Key West seafood restaurants are dime a dozen. The most popular question I get is.. What’s a good Key West seafood restaurant? Well, the answer is not all that easy. Let’s look at how to answer that question with the variables that come into consideration when I answer those questions. Maybe it will help you decide which will be best for you.
What seafood is local to Key West? What seafood actually comes out of our waters and gets served at seafood restaurants? Just because the place says “local seafood”, doesn’t necessarily mean that it is. Let me explain. When I was dining at a nice local Key West bar and grill located on the harbor. Looking over the menu my husband actually asked our server if the Chilean sea bass was locally caught. She offered a great answer and said. “Let Me check”. She came back with an answer that left me wondering. She said “Yes it was brought in just yesterday – caught locally”.

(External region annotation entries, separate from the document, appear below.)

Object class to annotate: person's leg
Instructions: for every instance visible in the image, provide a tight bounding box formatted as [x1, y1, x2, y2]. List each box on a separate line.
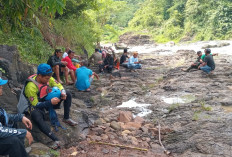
[60, 67, 69, 83]
[200, 65, 211, 74]
[72, 58, 80, 63]
[99, 64, 104, 72]
[31, 109, 59, 141]
[63, 91, 77, 126]
[69, 70, 76, 83]
[52, 65, 63, 83]
[0, 136, 28, 157]
[134, 64, 142, 69]
[107, 65, 114, 73]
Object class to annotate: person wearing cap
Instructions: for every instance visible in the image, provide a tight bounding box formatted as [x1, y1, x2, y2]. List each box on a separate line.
[0, 78, 33, 157]
[24, 63, 77, 149]
[127, 52, 142, 70]
[47, 49, 68, 84]
[75, 61, 99, 91]
[201, 49, 218, 63]
[62, 50, 77, 85]
[99, 53, 114, 73]
[120, 49, 129, 67]
[198, 49, 215, 74]
[89, 49, 102, 65]
[181, 51, 203, 72]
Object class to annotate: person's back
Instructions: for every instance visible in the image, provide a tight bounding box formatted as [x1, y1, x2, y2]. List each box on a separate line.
[204, 55, 215, 70]
[75, 66, 93, 91]
[90, 52, 102, 65]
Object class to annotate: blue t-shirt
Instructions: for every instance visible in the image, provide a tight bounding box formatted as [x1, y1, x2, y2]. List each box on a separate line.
[127, 56, 139, 65]
[75, 66, 93, 90]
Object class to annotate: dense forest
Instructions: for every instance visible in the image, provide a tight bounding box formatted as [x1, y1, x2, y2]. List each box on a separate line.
[0, 0, 232, 63]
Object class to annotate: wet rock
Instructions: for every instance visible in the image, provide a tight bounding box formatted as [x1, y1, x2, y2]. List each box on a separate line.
[110, 121, 121, 130]
[102, 148, 110, 154]
[133, 116, 145, 124]
[101, 134, 109, 141]
[118, 111, 133, 122]
[131, 136, 139, 146]
[121, 122, 142, 130]
[90, 135, 101, 141]
[122, 130, 131, 135]
[92, 127, 104, 136]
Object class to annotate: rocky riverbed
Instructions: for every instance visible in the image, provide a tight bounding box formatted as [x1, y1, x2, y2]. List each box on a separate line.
[61, 44, 232, 157]
[0, 42, 232, 157]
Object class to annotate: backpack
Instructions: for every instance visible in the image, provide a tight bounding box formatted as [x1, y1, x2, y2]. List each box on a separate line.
[17, 74, 52, 114]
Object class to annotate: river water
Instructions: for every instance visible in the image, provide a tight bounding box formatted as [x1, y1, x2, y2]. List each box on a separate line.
[108, 40, 232, 55]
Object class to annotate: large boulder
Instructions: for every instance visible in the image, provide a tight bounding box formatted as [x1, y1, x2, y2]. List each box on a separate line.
[0, 45, 34, 113]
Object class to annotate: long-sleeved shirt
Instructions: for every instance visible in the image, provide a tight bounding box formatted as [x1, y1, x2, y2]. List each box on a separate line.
[104, 56, 114, 66]
[24, 76, 64, 108]
[128, 56, 139, 65]
[120, 54, 129, 64]
[62, 56, 77, 71]
[89, 52, 102, 65]
[0, 113, 27, 139]
[47, 55, 64, 67]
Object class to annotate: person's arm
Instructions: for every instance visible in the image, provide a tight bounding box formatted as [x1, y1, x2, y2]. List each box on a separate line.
[93, 72, 99, 80]
[0, 124, 27, 139]
[66, 58, 77, 71]
[212, 53, 218, 56]
[51, 56, 62, 67]
[109, 57, 114, 66]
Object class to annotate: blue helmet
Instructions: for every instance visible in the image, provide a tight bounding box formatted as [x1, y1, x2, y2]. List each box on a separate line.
[45, 87, 61, 100]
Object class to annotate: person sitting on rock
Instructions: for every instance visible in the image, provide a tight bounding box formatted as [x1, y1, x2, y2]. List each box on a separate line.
[182, 51, 203, 72]
[89, 49, 102, 66]
[99, 53, 114, 73]
[24, 63, 77, 149]
[120, 49, 129, 67]
[198, 49, 215, 74]
[0, 78, 33, 157]
[62, 47, 81, 63]
[127, 52, 142, 70]
[47, 49, 68, 84]
[62, 50, 77, 85]
[75, 61, 99, 91]
[201, 49, 218, 63]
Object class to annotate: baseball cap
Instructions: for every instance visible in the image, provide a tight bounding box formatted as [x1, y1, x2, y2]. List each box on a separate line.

Many of the Key West reastaurants do actually serve fresh caught local seafood but also rely heavily on flown in and sometime even frozen seafood from other places. Shrimp for example. Many of the places that serve shrimp here in Key West get their shrimp from wholesalers that fly it in from India where shrimp farming is a huge export and affordable. Now, don’t get me wrong these shrimp taste great but obviously are not locally caught Key West Pinks as we call them.
The species of fish we have and get served here locally are the absolutely delicious mutton Snapper, yellowtail snapper, golden tile fish, grey tile fish, sword fish, wahoo, blackfin tunas, red, black, and scamp groupers, Mahi Mahi (dolphin fish) and mangrove snappers. Chances are, I you see these fish species on the menu, they were caught locally and are super fresh.
We do not locally harvest Oysters of any kind. Nor do we have clams or the crab they use for crab cake. If you see fresh conch on the menu – Surprise – they are not from here either. Squid for calamari and octopus is also not a locally harvested species.